Prince Harry, Duke of Sussex, accepts the Pat Tillman Award onstage at the 2024 ESPY Awards ceremony at the Dolby Theatre in Hollywood, California, on July 11, 2024. (Photo: AFP)
LOS ANGELES, United States (AFP) — Prince Harry received the Pat Tillman Service Award at ESPN’s Espy Awards on Thursday, saying he was accepting the award “as a voice for the Invictus Games Foundation and the thousands of veterans and service members who make these games possible.”
“This award isn’t mine, it’s theirs,” Harry said, but added that he welcomed the opportunity to showcase the resilience and achievements of Invictus participants and their families.
“Moments like these help us reach out to those who need Invictus most,” said the prince, the second son of Charles III, who was attending a sports awards ceremony in Los Angeles with his wife Meghan.

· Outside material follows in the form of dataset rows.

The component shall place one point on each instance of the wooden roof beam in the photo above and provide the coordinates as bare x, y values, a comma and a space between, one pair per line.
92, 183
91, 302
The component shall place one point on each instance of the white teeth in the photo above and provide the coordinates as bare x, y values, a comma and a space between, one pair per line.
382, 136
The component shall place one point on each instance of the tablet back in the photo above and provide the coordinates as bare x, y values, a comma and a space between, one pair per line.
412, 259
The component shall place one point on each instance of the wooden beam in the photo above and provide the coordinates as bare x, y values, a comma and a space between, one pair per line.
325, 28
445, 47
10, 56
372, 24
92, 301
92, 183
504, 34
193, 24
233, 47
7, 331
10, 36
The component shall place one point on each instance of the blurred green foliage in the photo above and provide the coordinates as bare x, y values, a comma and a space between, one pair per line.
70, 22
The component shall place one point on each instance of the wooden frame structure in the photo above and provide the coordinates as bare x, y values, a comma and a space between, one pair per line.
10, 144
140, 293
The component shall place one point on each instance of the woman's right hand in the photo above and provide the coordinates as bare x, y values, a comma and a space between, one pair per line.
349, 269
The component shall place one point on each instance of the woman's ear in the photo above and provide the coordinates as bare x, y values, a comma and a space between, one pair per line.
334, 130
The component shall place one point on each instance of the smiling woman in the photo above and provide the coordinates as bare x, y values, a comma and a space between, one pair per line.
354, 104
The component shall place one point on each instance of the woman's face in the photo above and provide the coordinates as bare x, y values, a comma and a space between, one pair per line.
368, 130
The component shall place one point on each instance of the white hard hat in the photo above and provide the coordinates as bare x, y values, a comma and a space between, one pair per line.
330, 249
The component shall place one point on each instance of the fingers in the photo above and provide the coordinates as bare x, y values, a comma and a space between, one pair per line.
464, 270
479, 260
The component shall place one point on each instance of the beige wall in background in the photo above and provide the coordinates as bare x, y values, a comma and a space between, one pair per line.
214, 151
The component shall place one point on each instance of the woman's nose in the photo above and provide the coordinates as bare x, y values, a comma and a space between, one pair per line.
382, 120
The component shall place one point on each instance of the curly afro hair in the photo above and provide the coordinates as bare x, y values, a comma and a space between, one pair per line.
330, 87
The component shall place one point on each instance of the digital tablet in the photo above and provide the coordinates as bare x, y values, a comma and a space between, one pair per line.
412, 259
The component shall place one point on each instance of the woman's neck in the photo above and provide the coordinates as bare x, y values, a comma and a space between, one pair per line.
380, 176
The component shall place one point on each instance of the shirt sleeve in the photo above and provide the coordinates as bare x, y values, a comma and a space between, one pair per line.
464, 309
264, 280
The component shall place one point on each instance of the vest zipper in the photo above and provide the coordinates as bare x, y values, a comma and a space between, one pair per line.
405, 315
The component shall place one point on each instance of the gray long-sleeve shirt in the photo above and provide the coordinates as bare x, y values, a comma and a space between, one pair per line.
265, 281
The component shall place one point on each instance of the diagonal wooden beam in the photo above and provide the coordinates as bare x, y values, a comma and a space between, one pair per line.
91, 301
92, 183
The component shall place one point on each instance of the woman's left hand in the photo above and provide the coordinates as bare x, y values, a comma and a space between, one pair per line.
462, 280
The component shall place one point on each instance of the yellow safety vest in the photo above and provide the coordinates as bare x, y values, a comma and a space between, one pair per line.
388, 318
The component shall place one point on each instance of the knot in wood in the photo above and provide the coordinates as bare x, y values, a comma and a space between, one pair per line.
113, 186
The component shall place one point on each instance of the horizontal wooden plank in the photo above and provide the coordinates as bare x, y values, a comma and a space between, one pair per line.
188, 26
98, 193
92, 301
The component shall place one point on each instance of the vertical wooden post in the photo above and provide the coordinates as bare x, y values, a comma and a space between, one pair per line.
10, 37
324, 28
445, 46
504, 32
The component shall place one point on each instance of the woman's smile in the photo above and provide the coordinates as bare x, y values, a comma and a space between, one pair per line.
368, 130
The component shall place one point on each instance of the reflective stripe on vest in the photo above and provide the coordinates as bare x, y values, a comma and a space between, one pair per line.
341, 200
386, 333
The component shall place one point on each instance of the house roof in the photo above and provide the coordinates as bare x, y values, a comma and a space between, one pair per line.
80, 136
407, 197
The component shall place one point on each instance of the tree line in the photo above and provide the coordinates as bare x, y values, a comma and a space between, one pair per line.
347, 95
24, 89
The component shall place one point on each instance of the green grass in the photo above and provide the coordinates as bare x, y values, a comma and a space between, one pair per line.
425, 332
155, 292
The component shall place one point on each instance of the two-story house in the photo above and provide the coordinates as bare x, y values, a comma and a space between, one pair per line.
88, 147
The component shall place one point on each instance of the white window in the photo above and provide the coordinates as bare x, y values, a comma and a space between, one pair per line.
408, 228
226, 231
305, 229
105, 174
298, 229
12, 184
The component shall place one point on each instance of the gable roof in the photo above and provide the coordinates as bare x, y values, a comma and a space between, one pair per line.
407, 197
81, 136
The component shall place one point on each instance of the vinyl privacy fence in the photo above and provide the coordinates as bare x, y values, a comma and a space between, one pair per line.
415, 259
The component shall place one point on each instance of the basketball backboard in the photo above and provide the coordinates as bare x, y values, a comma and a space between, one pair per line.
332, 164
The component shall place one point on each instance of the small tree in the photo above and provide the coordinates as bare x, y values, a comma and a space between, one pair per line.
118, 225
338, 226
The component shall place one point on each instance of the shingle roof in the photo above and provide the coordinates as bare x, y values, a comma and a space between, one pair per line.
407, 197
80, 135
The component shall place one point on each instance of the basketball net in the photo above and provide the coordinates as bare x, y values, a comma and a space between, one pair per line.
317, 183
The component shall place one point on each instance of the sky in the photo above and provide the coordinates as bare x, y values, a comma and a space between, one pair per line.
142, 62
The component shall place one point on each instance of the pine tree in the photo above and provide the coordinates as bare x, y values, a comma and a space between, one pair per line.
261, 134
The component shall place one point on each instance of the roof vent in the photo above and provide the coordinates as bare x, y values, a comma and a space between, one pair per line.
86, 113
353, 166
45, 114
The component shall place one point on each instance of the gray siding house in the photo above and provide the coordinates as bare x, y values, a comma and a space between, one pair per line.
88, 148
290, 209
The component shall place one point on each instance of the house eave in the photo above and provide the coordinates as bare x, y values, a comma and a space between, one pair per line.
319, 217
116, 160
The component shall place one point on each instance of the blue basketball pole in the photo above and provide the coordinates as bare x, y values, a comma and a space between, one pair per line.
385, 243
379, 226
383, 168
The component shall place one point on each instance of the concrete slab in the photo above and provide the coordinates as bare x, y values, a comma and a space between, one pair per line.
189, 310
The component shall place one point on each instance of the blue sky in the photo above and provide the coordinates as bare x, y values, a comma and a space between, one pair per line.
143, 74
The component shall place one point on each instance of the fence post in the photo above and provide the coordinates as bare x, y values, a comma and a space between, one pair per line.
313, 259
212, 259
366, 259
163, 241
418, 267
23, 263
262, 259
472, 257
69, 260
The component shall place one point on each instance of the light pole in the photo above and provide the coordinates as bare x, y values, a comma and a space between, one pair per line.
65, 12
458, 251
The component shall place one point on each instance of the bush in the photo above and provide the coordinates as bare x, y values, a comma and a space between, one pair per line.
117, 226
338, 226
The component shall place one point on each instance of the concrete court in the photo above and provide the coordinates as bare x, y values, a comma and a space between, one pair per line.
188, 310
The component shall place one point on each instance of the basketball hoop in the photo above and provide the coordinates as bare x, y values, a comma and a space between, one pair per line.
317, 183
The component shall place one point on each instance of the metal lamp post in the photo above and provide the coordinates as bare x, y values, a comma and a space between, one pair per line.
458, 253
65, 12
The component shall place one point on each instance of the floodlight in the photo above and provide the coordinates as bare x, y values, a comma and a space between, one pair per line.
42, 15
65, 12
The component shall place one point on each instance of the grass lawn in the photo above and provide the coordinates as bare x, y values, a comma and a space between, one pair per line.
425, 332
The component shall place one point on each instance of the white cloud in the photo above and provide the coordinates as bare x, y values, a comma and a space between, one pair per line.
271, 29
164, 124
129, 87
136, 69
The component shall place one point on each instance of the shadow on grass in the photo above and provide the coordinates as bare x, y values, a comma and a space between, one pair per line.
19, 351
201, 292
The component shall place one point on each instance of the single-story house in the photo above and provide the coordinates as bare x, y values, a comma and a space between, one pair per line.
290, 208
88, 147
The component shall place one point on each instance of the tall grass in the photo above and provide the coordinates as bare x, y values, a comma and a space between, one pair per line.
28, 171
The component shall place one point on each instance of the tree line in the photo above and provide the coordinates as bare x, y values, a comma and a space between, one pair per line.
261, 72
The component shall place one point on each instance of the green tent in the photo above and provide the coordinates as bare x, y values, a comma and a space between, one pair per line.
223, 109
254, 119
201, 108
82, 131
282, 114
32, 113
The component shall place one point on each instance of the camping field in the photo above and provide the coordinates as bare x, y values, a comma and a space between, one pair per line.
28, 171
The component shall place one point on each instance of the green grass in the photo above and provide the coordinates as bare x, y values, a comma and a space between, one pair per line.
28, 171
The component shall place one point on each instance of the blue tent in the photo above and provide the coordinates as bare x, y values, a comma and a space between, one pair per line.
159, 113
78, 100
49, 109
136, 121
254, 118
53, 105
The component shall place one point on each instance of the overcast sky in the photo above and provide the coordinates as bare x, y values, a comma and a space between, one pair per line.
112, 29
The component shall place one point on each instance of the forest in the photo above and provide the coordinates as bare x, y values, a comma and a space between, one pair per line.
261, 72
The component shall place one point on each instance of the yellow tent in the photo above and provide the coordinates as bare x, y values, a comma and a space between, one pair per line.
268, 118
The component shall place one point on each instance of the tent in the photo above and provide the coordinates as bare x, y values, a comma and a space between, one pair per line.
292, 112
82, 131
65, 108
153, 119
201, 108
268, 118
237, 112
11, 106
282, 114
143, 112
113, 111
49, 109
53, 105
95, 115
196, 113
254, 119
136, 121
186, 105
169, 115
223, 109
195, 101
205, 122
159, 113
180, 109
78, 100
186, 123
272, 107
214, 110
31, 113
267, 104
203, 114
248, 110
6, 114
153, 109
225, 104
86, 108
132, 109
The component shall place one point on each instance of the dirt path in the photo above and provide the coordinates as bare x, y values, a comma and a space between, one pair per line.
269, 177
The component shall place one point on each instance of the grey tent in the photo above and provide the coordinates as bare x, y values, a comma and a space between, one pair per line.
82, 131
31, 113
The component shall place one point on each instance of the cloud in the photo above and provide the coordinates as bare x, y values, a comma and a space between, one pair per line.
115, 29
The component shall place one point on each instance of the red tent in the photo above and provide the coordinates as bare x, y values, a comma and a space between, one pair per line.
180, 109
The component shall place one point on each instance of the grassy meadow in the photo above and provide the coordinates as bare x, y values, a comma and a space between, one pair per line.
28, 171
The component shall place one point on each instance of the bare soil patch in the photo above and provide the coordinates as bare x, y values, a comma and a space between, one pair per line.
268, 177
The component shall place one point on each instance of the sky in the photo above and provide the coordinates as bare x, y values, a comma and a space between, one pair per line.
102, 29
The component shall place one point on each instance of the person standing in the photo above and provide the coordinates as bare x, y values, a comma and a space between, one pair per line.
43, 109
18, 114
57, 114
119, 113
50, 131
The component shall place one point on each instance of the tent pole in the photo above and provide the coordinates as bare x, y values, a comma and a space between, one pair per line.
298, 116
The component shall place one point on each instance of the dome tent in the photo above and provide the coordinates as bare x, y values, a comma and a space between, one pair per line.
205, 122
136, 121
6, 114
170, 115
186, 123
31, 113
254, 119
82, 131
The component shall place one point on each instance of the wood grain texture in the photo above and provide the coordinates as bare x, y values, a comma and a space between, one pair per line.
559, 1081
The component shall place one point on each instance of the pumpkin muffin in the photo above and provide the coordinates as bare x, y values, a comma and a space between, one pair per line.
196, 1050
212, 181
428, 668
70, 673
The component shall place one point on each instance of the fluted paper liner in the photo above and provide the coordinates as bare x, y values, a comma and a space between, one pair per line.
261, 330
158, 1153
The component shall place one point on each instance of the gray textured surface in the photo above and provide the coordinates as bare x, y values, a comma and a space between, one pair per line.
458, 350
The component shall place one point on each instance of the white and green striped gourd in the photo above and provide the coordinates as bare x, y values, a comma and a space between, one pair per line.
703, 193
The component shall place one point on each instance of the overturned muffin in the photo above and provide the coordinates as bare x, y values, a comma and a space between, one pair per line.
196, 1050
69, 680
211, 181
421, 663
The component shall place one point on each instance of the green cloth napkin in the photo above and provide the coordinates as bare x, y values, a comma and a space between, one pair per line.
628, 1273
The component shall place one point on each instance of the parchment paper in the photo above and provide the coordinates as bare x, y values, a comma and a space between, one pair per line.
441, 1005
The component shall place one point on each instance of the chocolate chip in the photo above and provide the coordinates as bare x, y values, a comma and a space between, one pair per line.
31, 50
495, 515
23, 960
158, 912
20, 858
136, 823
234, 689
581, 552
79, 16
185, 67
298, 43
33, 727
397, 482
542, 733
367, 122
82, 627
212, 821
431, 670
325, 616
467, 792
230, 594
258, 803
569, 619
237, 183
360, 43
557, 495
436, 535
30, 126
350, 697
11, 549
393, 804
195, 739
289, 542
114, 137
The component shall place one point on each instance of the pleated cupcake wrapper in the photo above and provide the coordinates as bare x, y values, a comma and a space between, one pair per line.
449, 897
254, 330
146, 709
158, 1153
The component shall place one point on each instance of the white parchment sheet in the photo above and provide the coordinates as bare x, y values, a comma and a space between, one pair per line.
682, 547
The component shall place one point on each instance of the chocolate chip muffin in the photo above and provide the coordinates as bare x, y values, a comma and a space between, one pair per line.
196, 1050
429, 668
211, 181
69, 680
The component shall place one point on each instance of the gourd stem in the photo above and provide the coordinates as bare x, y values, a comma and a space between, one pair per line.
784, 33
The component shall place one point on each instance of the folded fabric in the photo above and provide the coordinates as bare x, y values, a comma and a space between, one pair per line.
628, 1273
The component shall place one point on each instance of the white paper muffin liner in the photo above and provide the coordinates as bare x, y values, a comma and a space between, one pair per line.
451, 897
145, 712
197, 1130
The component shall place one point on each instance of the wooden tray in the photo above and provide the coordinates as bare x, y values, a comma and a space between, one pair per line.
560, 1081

Harry, a former British Army captain who served two tours of duty in Afghanistan, founded the Invictus Games for wounded, injured and ill military, active duty and veterans.
The award is named after Pat Tillman, who gave up hope of success in the NFL to join the U.S. Army Rangers after the Sept. 11, 2001, attacks and was killed in Afghanistan in 2004 in what was later determined to be “friendly fire.”
Mr Tillman’s mother, Mary Tillman, criticised ESPN, the broadcaster that created the Espy awards, for choosing the prince as the winner, saying some in the veterans community do not have “the funds, the resources, the connections and the privilege that Prince Harry has”.
Prince Harry thanked Tillman’s widow, Marie, for attending the service and expressed his gratitude to “the Tillman family, especially Pat’s mother, Lady Mary Tillman.”
“Her advocacy for Pat’s legacy is very personal and something I respect.”
“The bond between a mother and a son is eternal and transcends the greatest loss,” said Prince Harry, who was 12 when his mother, Princess Diana, died in a car crash in 1997.